Second, there is no apparent authority. Earwood, as the sole owner of Northlake, had knowledge that he did not have the authority to transfer the property of Kinwood to Northlake. As such, there is no apparent authority.

Because Earwood had no authority, and the actions were not later ratified by Kinwood, the transaction is void and the property interests returns to Kinwood.

Ensuring an Agent has Authority

There are three main methods to ensure that an agent has authority. First a Secretary’s Certificate (a document by a designated secretary certifying that certain individuals have authority). Second, opinion letters (letters exchanged by attorneys to confirm who has authority). Third, a statement of authority (a certification that is filed with the government).

Principal Liability for Agent Torts

Quite simply, if an agent engages in a tort while within the scope of work of a business, the business may be liable for the agent’s conduct. This doctrine is called “respondeat superior” which directly translates to “let the master answer.” However, this only applies if the tortfeasor is an agent of the principal and engaged in the tort while in the scope of employment.

The Principal-Agent Problem and Agent Duties

The principal-agent problem is that both the principal and the agent have interests and sometimes that agent does not act in the interest of the principal but instead acts in their self-interests. In this situation, principals are required to make expenditures to limit costs associated with agent self-interest.

In an effort to reduce to reduce this self-interest, the law imposes a fiduciary duty of loyalty on the agent. These often protect the principal from the agent engaging in competition against the principal, take from the principal, etc. However, these requirements often come as a safety net, rather than the primary mode of recovery.

Foodcomm International v. Barry

328 F.3d 300 (7th Cir. 2003).

Foodcomm obtaining a preliminary injunction against Barry (and others) who appealed.


Did Barry and others breach their fiduciary Foodcomm when they started their own business in competition and took Foodcomm’s largest customer with them?


Agents owe a fiduciary duty of loyalty to:

  1. Not exploit their positions within the corporation
  2. Hinder the ability to conduct business.

A breach occurs when agents:

  1. Fail to inform the company that they are forming a rival company
  2. Solicit the business of a single customer before leaving
  3. Use company equipment to assist them in the breach
  4. Or solicit other employees to join them.

There was a breach of the duty, the injunction is merited.


Foodcomm and a customer called Empire entered into negotiations for a new business format. The negotiations did not go well. Two of Foodcomm’s highest paid employees went to Empire to “smooth things over.” However, when they learned that the relationship between Foodcomm and Empire could not be repaired, they determined to start their own business (called Outback exports) and offer their services to Empire. Plans and negotiations for this new enterprise occurred over Foodcomm equipment.

When the employees resigned from their position with Foodcomm, Foodcomm discovered that they had started a rival company. They then sued the employees to enjoin them from working for Outback or Empire.

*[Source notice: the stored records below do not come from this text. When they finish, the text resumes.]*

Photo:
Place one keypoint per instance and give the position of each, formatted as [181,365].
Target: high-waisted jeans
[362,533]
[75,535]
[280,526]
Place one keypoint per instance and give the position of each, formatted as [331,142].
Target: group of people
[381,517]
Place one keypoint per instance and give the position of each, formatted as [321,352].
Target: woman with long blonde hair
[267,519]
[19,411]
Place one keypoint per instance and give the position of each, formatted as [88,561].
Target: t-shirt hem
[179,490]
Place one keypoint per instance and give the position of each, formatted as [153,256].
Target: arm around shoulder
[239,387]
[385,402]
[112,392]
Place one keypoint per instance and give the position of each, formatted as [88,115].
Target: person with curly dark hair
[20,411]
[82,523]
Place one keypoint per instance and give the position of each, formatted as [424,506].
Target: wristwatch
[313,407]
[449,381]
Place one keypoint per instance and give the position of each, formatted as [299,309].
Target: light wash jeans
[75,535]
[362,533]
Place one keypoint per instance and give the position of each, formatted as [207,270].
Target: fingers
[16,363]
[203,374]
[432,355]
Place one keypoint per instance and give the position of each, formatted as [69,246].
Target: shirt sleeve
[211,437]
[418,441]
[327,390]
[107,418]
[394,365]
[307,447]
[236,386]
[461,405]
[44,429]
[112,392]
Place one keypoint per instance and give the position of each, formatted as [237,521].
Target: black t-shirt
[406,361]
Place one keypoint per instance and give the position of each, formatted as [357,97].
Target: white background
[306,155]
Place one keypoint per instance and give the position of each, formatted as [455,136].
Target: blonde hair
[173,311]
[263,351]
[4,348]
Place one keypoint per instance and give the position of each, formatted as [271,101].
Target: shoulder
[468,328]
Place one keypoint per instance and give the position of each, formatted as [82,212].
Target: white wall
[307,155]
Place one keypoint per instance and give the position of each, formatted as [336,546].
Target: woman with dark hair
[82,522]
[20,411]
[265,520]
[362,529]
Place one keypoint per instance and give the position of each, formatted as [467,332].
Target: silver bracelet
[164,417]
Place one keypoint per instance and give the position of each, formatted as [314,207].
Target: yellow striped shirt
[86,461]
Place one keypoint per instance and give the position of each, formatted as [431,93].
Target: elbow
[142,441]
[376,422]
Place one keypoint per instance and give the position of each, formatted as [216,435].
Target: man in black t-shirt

Although the employees were not officers, their standing as agents within the company subjects them to a fiduciary duty of loyalty to Foodcomm. They breached this duty when they 1) started a rival company, 2) took Foodcomm’s largest customer, and 3) used Foodcomm’s resources to do so.

Additional Notes

When we consider a duty of loyalty, the first consideration is whether there are conflict of interest transactions. This occurs when an employee may be doing the same work for competitors.


The content contained in this article may contain inaccuracies and is not intended to reflect the opinions, views, beliefs, or practices of any academic professor or publication. Instead, this content is a reflection on the author’s understanding of the law and legal practices.